Embora no discurso tente passar para a sociedade que está disposto, se for preciso, a “cortar da própria carne” para punir os culpados, Roncalli sempre acompanhou o que se passava no Iases. Ele também era ligado as pessoas que faziam parte do esquema, todas de sua confiança. Portanto, não justifica o secretário alegar que o Iases é uma autarquia com autonomia técnica, administrativa e financeira, dando a entender que ele não tem nada a ver com isso.
As justificativas de Roncalli são facilmente derrubadas quando analisamos o caso de um dos presos. Antônio Haddad Tápias é servidor efetivo do Iases (técnico de nível superior), mas desde maio de 2011 fora requisitado pelo próprio Roncalli para assumir o cargo em comissão de assessor especial. Por mês o servidor, que permanece preso, recebe R$ 12 mil para assessorar Roncalli.

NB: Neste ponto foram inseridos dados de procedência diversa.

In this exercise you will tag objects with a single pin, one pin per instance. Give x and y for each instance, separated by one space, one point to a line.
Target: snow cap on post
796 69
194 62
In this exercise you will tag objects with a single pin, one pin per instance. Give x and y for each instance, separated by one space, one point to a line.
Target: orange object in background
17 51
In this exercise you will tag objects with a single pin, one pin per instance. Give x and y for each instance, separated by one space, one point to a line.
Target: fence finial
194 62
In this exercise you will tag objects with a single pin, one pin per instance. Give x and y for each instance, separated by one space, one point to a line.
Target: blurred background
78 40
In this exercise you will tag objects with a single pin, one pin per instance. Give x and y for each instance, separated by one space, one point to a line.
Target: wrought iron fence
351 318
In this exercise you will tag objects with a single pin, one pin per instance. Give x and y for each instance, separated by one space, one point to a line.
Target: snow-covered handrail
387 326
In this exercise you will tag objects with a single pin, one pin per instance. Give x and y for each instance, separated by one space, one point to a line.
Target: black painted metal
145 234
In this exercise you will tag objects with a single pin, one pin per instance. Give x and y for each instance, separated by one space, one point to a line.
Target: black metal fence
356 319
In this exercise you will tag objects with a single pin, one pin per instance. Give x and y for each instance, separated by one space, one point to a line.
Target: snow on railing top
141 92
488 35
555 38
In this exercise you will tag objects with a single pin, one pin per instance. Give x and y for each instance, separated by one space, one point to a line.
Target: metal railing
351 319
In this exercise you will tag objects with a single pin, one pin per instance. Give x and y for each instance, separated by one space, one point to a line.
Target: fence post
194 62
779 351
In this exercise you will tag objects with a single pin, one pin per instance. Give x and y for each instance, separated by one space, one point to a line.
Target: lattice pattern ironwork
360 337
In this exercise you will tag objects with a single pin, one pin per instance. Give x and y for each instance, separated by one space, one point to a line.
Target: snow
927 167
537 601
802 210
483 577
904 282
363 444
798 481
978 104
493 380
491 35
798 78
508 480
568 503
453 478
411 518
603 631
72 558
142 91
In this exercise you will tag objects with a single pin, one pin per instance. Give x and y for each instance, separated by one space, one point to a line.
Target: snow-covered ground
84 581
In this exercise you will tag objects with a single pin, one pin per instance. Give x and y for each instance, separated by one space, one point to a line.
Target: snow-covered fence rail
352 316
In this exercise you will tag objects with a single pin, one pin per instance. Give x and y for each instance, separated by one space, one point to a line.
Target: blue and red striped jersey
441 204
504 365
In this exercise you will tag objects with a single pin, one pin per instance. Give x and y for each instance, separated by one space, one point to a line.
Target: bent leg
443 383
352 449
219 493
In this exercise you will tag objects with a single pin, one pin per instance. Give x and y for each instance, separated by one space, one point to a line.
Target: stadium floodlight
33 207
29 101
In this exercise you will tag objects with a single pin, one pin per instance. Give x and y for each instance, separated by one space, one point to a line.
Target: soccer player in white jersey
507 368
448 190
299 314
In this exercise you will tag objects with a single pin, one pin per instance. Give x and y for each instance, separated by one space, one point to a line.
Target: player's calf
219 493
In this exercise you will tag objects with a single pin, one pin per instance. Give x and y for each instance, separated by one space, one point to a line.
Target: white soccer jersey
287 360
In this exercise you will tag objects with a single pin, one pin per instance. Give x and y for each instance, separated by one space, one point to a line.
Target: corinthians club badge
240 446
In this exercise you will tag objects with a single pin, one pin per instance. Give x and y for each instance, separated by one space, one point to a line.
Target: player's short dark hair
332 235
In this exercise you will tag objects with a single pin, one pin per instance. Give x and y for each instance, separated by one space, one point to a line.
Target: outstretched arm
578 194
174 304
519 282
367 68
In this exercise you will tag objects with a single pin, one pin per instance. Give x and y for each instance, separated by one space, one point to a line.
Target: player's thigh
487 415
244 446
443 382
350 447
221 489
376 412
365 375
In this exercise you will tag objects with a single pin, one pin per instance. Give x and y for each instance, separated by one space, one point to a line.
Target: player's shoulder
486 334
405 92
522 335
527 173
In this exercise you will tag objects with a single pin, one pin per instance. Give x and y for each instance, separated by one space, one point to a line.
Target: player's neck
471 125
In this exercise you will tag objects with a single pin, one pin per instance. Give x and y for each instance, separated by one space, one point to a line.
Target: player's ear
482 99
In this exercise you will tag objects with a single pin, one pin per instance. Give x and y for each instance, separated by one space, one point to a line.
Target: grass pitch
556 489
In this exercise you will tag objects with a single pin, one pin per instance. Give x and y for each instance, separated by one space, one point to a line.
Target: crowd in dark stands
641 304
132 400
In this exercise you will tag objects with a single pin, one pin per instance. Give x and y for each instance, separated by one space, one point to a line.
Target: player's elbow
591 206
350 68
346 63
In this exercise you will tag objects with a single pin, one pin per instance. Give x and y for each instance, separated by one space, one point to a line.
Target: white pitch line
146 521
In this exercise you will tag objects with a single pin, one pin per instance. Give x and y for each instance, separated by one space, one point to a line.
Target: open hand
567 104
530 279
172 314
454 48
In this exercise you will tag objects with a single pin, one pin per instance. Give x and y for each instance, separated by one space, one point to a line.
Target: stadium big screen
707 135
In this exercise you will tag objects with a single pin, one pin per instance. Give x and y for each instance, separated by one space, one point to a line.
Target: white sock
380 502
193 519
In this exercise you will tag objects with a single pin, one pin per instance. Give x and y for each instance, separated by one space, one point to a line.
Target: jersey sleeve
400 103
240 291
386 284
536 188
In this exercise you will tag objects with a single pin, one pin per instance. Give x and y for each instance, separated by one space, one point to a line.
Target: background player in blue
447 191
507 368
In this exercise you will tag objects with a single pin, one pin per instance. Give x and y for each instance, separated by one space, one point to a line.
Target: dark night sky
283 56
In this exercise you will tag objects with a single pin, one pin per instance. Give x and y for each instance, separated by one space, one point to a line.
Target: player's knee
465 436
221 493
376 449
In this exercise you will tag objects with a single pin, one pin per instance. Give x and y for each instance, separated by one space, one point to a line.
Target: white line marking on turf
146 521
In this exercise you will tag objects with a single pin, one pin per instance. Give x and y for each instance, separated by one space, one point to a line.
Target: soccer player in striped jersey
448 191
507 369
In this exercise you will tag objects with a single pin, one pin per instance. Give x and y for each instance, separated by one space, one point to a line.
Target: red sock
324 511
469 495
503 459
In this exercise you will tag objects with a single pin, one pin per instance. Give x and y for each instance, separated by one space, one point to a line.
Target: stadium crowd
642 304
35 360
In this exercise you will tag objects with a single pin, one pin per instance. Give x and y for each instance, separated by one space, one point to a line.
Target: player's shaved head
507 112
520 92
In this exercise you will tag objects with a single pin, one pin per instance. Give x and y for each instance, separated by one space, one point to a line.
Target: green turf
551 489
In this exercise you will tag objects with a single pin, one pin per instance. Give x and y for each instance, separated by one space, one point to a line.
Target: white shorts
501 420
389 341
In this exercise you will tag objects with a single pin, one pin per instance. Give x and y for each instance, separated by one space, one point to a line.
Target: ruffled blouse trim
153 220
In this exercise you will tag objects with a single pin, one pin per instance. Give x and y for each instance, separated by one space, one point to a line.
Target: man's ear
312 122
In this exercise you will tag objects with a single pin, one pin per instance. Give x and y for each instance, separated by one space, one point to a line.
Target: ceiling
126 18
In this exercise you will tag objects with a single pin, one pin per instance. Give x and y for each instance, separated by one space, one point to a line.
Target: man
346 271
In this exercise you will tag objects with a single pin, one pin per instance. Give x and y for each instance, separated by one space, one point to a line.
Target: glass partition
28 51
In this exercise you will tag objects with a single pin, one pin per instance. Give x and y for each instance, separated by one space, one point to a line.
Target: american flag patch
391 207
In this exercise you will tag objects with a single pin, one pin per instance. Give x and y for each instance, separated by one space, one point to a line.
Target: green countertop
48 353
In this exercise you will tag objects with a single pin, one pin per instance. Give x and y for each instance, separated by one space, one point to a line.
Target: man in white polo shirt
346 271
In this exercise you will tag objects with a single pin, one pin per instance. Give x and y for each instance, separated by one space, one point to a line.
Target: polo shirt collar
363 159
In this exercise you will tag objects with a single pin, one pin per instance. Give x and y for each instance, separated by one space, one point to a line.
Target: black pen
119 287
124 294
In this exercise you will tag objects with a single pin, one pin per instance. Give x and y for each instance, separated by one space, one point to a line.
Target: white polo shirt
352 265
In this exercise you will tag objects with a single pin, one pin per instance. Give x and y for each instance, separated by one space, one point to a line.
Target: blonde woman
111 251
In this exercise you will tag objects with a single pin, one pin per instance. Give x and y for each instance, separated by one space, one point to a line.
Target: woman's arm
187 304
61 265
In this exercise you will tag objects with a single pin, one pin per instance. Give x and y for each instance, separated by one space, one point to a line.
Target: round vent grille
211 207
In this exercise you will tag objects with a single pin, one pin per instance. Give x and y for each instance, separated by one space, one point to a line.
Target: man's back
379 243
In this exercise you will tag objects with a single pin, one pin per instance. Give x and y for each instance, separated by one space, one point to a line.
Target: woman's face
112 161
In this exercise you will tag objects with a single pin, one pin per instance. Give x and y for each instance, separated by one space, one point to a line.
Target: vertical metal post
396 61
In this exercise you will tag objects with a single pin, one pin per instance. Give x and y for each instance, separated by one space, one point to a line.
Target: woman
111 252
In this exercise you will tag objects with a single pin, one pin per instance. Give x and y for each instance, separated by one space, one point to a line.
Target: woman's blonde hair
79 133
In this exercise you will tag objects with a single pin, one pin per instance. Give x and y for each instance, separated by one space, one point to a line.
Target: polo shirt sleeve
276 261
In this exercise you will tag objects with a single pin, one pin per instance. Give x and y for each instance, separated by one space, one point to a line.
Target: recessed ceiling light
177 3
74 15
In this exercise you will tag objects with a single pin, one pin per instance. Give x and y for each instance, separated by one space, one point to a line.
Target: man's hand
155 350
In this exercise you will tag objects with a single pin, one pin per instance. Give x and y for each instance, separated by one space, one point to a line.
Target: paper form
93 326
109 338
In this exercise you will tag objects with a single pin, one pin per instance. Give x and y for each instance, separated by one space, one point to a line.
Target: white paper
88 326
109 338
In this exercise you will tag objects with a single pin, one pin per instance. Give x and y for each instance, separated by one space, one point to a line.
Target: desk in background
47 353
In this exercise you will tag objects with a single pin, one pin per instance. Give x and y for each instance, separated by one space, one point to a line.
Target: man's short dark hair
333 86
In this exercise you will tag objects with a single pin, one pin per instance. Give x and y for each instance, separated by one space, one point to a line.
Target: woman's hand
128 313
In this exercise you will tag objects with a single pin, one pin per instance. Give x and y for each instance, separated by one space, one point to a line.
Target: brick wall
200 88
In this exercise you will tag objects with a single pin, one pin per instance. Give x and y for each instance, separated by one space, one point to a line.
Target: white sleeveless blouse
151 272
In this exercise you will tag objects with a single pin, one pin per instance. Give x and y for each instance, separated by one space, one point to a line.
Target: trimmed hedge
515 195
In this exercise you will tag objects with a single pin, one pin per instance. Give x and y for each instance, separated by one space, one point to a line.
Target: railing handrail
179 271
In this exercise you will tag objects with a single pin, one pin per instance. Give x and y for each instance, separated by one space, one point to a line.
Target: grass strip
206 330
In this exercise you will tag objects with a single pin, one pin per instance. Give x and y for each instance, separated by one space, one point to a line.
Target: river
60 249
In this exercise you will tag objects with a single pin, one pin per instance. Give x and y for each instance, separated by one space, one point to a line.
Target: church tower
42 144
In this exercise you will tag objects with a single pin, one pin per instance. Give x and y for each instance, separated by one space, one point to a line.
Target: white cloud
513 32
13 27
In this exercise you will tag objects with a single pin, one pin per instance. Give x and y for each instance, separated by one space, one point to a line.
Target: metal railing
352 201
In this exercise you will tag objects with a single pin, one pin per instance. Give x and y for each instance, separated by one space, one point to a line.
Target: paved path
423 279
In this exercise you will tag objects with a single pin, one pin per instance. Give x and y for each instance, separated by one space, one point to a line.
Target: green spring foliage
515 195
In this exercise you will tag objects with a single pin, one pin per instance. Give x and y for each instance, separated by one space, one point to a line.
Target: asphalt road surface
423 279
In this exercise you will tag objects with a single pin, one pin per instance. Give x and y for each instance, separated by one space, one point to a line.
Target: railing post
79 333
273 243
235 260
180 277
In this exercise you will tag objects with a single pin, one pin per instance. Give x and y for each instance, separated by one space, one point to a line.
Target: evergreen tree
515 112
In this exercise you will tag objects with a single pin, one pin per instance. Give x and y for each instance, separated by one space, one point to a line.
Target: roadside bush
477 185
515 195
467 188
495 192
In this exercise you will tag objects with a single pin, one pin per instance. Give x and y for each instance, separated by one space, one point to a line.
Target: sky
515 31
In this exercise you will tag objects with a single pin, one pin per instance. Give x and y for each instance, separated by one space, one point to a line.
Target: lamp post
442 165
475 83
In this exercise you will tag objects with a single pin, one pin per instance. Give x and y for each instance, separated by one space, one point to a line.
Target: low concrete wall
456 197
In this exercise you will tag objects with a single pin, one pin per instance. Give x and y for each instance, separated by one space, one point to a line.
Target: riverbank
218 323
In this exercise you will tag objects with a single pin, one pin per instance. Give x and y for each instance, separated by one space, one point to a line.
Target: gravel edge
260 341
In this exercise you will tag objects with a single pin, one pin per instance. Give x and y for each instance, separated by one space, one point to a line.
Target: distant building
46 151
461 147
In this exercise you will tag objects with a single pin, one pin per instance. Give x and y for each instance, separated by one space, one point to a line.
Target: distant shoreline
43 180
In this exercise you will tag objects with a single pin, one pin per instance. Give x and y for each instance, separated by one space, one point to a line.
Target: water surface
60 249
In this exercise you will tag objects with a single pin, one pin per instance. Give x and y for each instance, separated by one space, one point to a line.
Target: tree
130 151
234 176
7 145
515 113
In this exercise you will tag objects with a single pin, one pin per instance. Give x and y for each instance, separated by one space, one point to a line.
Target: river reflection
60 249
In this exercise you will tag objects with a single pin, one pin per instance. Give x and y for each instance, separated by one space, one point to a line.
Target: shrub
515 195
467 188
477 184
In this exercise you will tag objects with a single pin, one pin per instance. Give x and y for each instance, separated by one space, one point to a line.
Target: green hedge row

Qualquer funcionário do Iases sabe que Toninho, como é conhecido entre os servidores, sempre foi o braço de direito de Gallina. Em outras palavras, era Toninho, na função de diretor técnico do Iases, quem botava a mão na massa. Era ele quem controlava as rebeliões, nomeava ou exonerava os diretores e ditava a linha socioeducativa adotada nas unidades.
Foi ele também que, sempre ao lado de Gallina, validou a entrada do colombiano Gerardo Mondragón e seu Método Pedagógico Contextualizado – surrupiado dos freis amigonianos – no sistema Iases. Toninho e Gallina, que recebiam cobertura política de Roncalli, tiveram carta branca para firmar os contratos com a Acadis que resultaram num escandaloso esquema de corrupção dentro da autarquia.
Ainda sobre as justificativas prévias de inocência de Roncalli, não é demais lembrar que o secretário, conforme prevê a “Lei complementar estadual 314/2004, é o responsável pelo Conselho de Administração do Iases, que tem como principal atribuição fiscalizar a autarquia. É da cota de Roncalli também nomear os membros que fazem parte do Conselho.
A obrigação de Roncalli, na época em que Século Diário publicou uma série de reportagens que denunciava o esquema de corrupção no Iases – seja na condição de secretário ou de presidente do Conselho -era, no mínimo, mandar investigar as denúncias.
Mesmo que não quisesse dar credibilidade às matérias publicadas por este jornal, a obrigação do secretário era apurar as denúncias da sociedade civil organizada. Na ocasião das denúncias, Século Diário entregou os documentos que deram emsamento às reportagens, ao Conselho Estadual de Direitos Humanos e Conselho Estadual dos Direitos da Criança e do Adolescente (Criad), que formalizaram denúncia a diversos órgãos, inclusive à própria Secretaria de Justiça.
Se Roncalli recebeu as denúncias e não as apurou, esse crime também tem nome, prevaricação na modalidade omissiva.